De même, son usage est décon­seillé chez les indi­vi­dus pré­sen­tant des risques de déve­lop­per des mala­dies car­dio­vas­cu­laires. Sa consom­ma­tion est cepen­dant per­mise lorsque ces der­nières sont une fois déjà appa­rues chez le patient.

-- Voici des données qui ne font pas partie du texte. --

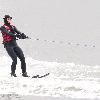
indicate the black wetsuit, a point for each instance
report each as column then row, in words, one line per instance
column 14, row 50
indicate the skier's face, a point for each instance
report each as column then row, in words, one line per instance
column 9, row 20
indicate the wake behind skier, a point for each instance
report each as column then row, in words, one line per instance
column 9, row 34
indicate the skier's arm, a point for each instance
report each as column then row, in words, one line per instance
column 6, row 32
column 17, row 31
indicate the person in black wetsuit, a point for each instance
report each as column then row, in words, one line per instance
column 9, row 34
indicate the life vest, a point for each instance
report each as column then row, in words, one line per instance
column 6, row 37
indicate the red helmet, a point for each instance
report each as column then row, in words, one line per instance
column 7, row 16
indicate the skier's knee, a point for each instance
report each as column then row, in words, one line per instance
column 15, row 61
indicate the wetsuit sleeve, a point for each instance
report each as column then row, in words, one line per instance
column 16, row 30
column 3, row 30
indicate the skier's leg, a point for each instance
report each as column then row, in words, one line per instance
column 20, row 55
column 13, row 56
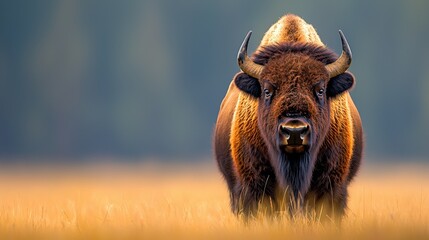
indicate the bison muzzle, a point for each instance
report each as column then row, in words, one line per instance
column 288, row 135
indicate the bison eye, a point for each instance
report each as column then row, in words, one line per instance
column 268, row 93
column 320, row 92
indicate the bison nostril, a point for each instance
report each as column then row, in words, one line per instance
column 295, row 132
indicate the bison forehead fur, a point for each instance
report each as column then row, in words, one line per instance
column 246, row 139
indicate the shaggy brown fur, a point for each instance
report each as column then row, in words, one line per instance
column 257, row 170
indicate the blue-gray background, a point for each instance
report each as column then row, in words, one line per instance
column 140, row 79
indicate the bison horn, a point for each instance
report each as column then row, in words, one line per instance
column 245, row 63
column 343, row 62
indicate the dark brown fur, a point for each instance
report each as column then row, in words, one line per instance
column 256, row 170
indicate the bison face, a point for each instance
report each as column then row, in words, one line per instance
column 294, row 89
column 293, row 110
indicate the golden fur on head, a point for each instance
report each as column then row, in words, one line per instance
column 290, row 28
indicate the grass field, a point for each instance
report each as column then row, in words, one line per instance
column 190, row 201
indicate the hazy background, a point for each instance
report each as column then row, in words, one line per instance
column 144, row 79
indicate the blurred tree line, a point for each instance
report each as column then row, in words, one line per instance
column 145, row 78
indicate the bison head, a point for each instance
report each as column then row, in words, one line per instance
column 294, row 84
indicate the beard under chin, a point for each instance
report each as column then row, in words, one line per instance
column 295, row 172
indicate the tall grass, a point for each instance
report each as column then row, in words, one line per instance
column 191, row 202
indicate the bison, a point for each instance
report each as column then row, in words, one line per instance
column 288, row 136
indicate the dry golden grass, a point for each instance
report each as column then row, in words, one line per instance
column 153, row 201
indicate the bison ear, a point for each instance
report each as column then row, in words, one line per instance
column 248, row 84
column 340, row 84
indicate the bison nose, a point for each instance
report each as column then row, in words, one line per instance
column 295, row 132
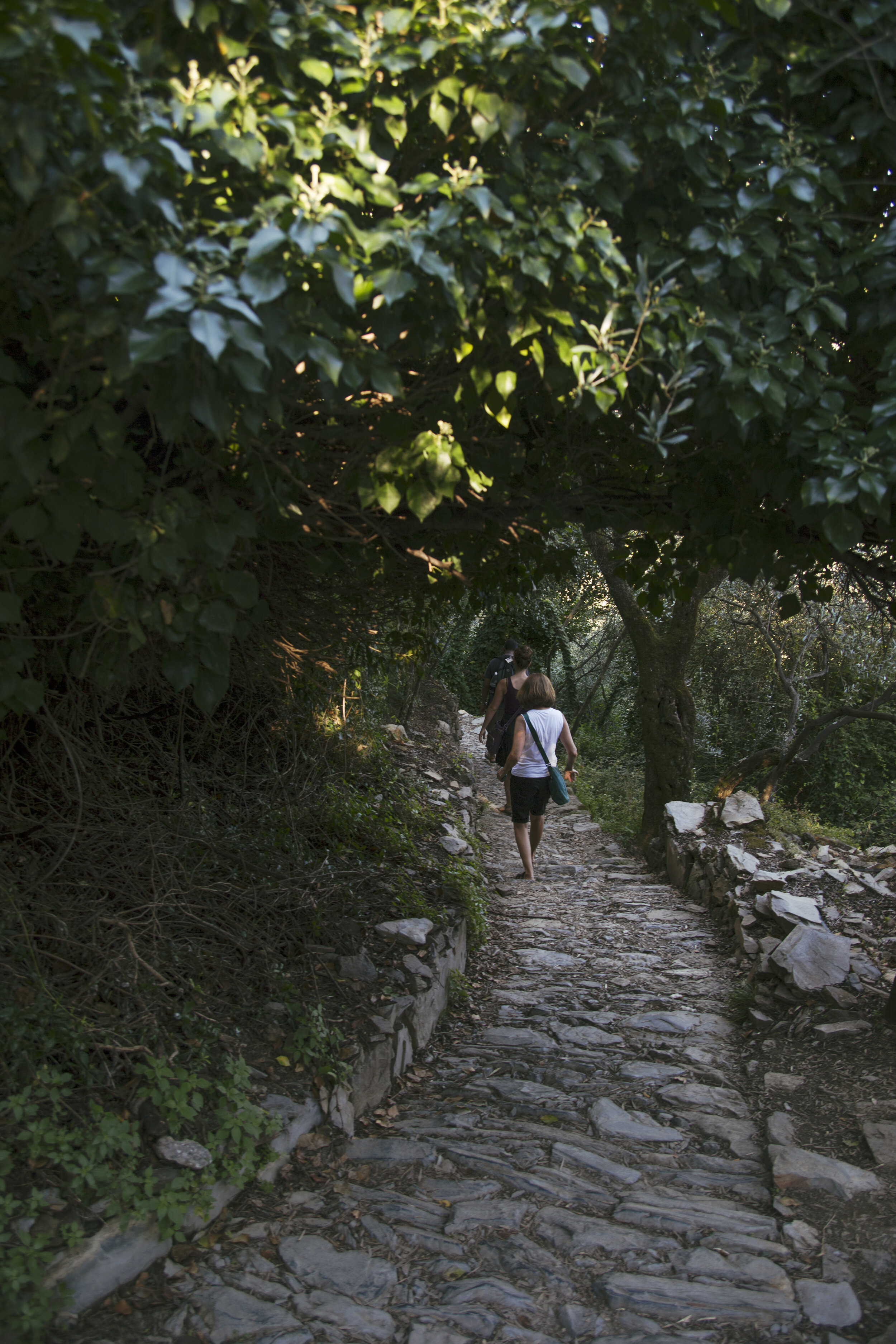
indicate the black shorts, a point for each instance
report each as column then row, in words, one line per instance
column 528, row 797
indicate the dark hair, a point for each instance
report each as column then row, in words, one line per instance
column 537, row 693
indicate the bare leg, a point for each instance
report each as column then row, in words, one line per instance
column 537, row 831
column 522, row 835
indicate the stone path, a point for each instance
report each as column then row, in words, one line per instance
column 586, row 1167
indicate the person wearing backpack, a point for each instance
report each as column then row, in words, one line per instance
column 531, row 764
column 497, row 729
column 499, row 670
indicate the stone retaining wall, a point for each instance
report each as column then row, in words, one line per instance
column 116, row 1254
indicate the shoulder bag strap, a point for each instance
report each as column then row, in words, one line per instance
column 535, row 738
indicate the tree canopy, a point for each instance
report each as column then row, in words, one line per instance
column 386, row 287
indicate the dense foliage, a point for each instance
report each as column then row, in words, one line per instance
column 367, row 284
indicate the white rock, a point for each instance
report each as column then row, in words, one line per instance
column 686, row 816
column 828, row 1304
column 183, row 1152
column 815, row 957
column 802, row 1237
column 742, row 810
column 799, row 1168
column 795, row 909
column 453, row 844
column 410, row 932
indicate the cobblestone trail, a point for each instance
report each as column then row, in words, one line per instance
column 586, row 1167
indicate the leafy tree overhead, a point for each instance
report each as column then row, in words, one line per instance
column 379, row 284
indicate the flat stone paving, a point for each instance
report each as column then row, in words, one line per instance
column 583, row 1167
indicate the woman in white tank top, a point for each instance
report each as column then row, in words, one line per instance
column 527, row 768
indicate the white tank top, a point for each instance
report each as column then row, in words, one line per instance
column 549, row 725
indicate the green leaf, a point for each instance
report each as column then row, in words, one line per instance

Ici encore, l’aspirine est à pri­vi­lé­gier uni­que­ment en seconde inten­tion ou lorsque le degré de gra­vi­té des patho­lo­gies est éle­vé. Outre cela, il est proscrit :

  • Une uti­li­sa­tion à longue durée de l’aspirine pen­dant une grossesse ;
  • L’usage du médi­ca­ment lors des trai­te­ments anti­coa­gu­lants ;
  • L’emploi de la molé­cule chez les ulcé­reux gas­tro-duo­dé­naux et les cirrhotiques.

Par ailleurs, il sem­ble­rait qu’une asso­cia­tion d’antiulcéreux avec de faibles doses d’aspirine per­met de réduire le risque nocif que pos­sède cette der­nière sur le plan gas­trique.